Seniors have plenty of job opportunities to look forward to

Alexandria Kobryn - Jobs Reporter Email at [email protected]

If you’re set to graduate in May and haven’t started looking for a job yet, don’t fret, the job market looks good for graduating seniors.

“If you’re graduating and haven’t found a job yet, it’s not the end of the world, but it’s going to be harder,” said Phillip Gardner, the director of the Collegiate Employment Research Institute at Michigan State University. “Most activity has already taken place … but there’s still a lot of  positions that aren’t filled, so there’ll be continued efforts to find talent until the end of early summer.”

Gardner also said 2016 is a good year to graduate because of the new jobs that have presented themselves.

“This whole year has been a very active year for employers and job opportunities. It’s been a very, very good year,” said Gardner. “It’s gotten progressively better since the bottom fell out in 2009 to 2010. … We’ve had two really good years back-to-back.”

Gardner said job searches are divided into years.
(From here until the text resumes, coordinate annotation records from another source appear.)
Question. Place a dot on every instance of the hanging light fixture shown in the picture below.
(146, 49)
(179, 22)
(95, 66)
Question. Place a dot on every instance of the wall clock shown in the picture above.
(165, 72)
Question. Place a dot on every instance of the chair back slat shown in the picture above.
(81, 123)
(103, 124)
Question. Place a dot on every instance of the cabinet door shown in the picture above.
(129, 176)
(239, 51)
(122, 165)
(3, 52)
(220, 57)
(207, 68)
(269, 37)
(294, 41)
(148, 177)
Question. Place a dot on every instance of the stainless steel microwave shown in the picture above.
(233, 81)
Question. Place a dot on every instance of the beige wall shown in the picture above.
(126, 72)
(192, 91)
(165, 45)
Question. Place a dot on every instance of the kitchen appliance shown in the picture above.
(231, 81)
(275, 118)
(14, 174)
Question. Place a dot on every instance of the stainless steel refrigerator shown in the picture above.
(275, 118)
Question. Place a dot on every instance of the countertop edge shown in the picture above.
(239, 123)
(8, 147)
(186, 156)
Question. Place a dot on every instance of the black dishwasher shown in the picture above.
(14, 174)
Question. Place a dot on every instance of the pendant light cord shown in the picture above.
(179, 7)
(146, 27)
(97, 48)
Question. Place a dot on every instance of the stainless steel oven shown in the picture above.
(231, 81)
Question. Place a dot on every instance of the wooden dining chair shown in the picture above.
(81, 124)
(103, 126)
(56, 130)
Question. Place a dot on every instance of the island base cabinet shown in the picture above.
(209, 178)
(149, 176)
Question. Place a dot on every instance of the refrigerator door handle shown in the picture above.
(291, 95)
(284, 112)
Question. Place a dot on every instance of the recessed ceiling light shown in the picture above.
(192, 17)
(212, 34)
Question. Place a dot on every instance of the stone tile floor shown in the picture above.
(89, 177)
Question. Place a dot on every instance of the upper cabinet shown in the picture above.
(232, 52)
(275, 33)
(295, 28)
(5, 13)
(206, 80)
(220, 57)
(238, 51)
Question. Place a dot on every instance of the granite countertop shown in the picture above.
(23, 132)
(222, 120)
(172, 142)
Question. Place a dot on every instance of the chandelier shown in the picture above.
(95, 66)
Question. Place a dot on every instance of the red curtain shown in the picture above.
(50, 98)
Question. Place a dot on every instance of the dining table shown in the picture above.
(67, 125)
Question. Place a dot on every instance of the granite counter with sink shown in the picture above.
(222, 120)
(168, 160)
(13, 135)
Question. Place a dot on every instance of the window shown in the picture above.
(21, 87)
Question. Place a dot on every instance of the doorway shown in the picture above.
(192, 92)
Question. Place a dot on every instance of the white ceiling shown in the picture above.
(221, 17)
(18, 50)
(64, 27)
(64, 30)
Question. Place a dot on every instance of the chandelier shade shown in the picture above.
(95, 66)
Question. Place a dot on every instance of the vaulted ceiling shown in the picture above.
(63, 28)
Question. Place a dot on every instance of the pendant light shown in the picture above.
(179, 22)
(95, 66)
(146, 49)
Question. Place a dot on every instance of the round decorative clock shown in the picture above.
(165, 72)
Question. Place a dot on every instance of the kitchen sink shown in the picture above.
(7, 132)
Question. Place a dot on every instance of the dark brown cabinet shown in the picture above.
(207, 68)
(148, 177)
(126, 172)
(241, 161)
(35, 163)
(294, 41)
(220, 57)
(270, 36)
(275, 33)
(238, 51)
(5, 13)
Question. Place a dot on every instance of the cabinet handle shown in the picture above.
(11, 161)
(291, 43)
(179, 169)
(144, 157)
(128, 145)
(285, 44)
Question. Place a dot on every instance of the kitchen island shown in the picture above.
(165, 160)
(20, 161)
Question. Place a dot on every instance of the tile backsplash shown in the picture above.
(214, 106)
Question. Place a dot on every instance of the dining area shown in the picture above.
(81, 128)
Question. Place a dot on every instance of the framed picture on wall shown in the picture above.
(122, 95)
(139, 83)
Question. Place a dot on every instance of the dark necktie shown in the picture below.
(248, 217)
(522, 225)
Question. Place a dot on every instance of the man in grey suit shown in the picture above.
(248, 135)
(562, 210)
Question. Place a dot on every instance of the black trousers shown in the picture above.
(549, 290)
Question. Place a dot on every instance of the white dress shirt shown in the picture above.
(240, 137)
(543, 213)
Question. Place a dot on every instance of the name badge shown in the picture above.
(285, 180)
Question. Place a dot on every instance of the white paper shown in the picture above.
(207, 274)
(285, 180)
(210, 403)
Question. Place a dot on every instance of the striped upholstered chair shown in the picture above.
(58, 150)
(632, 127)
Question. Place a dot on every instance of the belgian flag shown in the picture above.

They begin in early fall, which is when students should begin their job search, and continue until early summer.

Making sure to utilize all of the services offered by the career center and connecting to other resources that can be used post-graduation is a must, said Gardner.

Jody Patterson, a senior career coach at the Career Service Center, suggests visiting or the Bureau of Labor Statistics for accurate statistics and information on salary and job growth. The job search consists of more than handing in a resume and following up on emails and interviews, said Patterson.

“A student needs a good understanding of his or her strengths and interests and also how those strengths can benefit an employer,” Patterson said. “Lack of self-knowledge and lack of employer-specific knowledge can really deter a candidate from being successful in the job search process.”

Gardner also makes a point of noting that students play a key role in the job searching process.

“People say it’s very competitive and very active on the employer side, it’s also competitive on the student side,” Gardner said. “If students aren’t ready to transition and don’t have the experiences …  and haven’t done some self-reflection, they’re gonna struggle.”

Kimberly Harden, a manager for Equal Employment and Opportunity and Recruitment for Cleveland Human Resources, said the job market for Cleveland is more robust than it has been in the past.

“I believe that there are positions available, but I believe that those positions are going to go to those college students that have not only graduated and mastered their craft, but really have some type of practical experience,” Harden said. “For those students, I think things look good.”

Harden’s responsibilities include identifying qualified men and women to fill openings or vacant positions within Cleveland.

Gardner believes the next year for the job market may decrease some because of the streak of positivity the job market has been experiencing, but he cannot say for sure.

“We have some unknowns going into the fall, what the political election is going to do. But things on the surface look pretty strong,” he said. “Right now, we’re seeing opportunities for every major”

Patterson said that in Portage County, accountants, auditors and technology based fields continue to top the list of in-demand occupations.